Pelvic inflammatory disease (PID) is an infection of the reproductive organs. If left untreated, it can damage the fallopian tubes, ovaries, and uterus. PID typically occurs when sexually transmitted bacteria spread from the vagina to the upper reproductive organs.

What Causes Pelvic Inflammatory Disease?

Several types of bacteria may cause PID. The most common are gonorrhea and chlamydia infections, which may result from unprotected sex.

Furthermore, bacteria leading to PID can also enter the reproductive organs whenever the function of the cervix barrier is disrupted. This can happen during menstruation, childbirth, abortion or a miscarriage. Bacteria causing PID may also enter the reproductive tract after an intrauterine device (IUD) is inserted, but this is rare.

What Does Pelvic Inflammatory Disease Feel Like?

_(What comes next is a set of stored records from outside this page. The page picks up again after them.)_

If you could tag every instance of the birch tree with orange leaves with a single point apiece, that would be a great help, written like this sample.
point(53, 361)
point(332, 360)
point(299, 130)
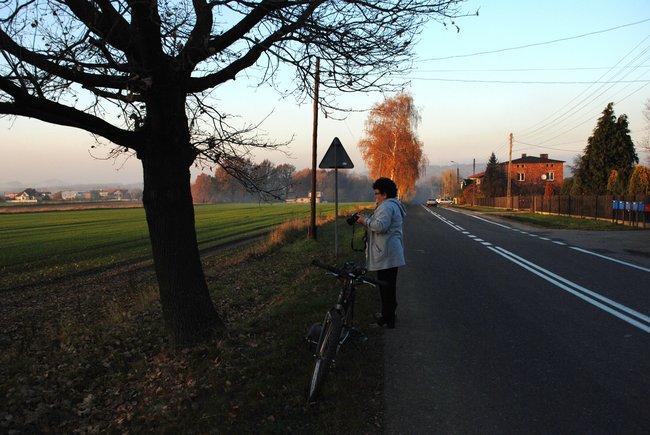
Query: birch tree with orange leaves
point(391, 147)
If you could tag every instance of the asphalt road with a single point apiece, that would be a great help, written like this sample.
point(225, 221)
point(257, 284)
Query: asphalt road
point(508, 329)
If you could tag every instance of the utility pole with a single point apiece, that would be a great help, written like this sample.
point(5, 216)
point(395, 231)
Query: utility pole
point(474, 186)
point(509, 192)
point(312, 220)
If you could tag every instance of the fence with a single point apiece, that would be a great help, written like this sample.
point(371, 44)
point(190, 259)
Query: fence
point(628, 209)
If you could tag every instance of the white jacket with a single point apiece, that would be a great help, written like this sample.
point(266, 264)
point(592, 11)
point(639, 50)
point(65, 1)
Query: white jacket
point(385, 246)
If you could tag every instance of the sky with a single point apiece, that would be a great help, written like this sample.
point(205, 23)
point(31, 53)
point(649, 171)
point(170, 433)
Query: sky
point(543, 71)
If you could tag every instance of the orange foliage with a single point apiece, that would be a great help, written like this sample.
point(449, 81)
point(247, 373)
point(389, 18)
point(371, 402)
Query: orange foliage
point(391, 147)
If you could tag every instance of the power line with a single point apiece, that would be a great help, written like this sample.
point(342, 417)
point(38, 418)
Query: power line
point(523, 82)
point(594, 68)
point(535, 44)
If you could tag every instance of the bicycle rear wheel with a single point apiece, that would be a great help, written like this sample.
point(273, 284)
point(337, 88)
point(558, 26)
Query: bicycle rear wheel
point(325, 352)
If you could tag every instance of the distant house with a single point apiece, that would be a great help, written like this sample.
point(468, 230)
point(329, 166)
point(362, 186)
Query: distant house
point(114, 194)
point(305, 199)
point(529, 174)
point(70, 195)
point(535, 171)
point(27, 195)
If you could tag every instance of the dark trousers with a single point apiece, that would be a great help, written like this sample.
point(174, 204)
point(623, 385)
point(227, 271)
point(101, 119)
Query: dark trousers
point(388, 293)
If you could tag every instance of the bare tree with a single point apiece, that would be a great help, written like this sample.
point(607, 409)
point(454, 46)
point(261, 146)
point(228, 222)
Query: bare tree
point(141, 74)
point(391, 147)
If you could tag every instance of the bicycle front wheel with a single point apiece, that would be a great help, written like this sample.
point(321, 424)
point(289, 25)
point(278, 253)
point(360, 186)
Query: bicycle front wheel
point(325, 352)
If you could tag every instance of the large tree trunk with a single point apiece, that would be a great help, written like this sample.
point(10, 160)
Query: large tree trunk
point(188, 311)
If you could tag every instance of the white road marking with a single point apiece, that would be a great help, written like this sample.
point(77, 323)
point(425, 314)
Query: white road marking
point(645, 269)
point(587, 295)
point(610, 306)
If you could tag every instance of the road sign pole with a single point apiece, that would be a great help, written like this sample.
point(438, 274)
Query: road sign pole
point(336, 158)
point(336, 213)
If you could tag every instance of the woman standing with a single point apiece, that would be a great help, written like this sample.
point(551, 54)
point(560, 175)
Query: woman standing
point(385, 246)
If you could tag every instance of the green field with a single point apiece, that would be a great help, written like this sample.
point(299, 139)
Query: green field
point(47, 245)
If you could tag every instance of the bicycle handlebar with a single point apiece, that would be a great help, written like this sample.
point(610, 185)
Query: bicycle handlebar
point(356, 272)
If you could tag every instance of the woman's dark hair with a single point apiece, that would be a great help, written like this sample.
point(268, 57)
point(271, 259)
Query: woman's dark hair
point(385, 185)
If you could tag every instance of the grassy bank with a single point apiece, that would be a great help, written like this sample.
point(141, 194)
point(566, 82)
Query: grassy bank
point(52, 245)
point(554, 221)
point(90, 354)
point(566, 222)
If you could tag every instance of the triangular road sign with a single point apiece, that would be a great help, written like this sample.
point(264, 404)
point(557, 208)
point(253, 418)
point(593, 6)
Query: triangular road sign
point(336, 157)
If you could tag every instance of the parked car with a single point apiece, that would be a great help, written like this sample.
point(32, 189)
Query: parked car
point(432, 202)
point(444, 201)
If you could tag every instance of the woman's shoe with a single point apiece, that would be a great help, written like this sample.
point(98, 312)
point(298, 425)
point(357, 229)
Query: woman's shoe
point(384, 324)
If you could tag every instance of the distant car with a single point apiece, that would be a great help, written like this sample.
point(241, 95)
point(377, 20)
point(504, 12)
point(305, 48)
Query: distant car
point(432, 202)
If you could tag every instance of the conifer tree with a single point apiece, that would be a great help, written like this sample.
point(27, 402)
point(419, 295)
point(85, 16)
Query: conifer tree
point(639, 181)
point(610, 148)
point(495, 180)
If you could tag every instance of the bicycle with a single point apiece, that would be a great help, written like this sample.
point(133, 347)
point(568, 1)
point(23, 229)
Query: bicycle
point(337, 327)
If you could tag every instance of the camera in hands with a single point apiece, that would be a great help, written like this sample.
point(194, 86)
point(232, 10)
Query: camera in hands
point(351, 220)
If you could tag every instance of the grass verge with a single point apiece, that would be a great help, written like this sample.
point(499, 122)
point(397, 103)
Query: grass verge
point(85, 356)
point(566, 222)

Signs of pelvic inflammatory disease may be mild and go undetected. In addition, some women are asymptomatic, making it difficult to diagnose. When symptoms do occur, they may include:

  • Mild to severe pelvic pain
  • Vaginal discharge
  • Fever
  • Painful urination
  • Unusual bleeding during or after intercourse

Treatment Options for Pelvic Inflammatory Disease

If you think you may have PID, it is crucial to see a GYN specialist as soon as possible. If left untreated, PID can cause permanent damage to the reproductive organs and lead to infertility. Fortunately, if detected early enough, PID may be successfully treated with antibiotics.

2. Endometriosis

This condition is caused when the endometrium tissue (the tissue that lines the uterus) grows outside the uterine area. When this occurs, the tissue thickens and sheds each month just as it would inside the uterus.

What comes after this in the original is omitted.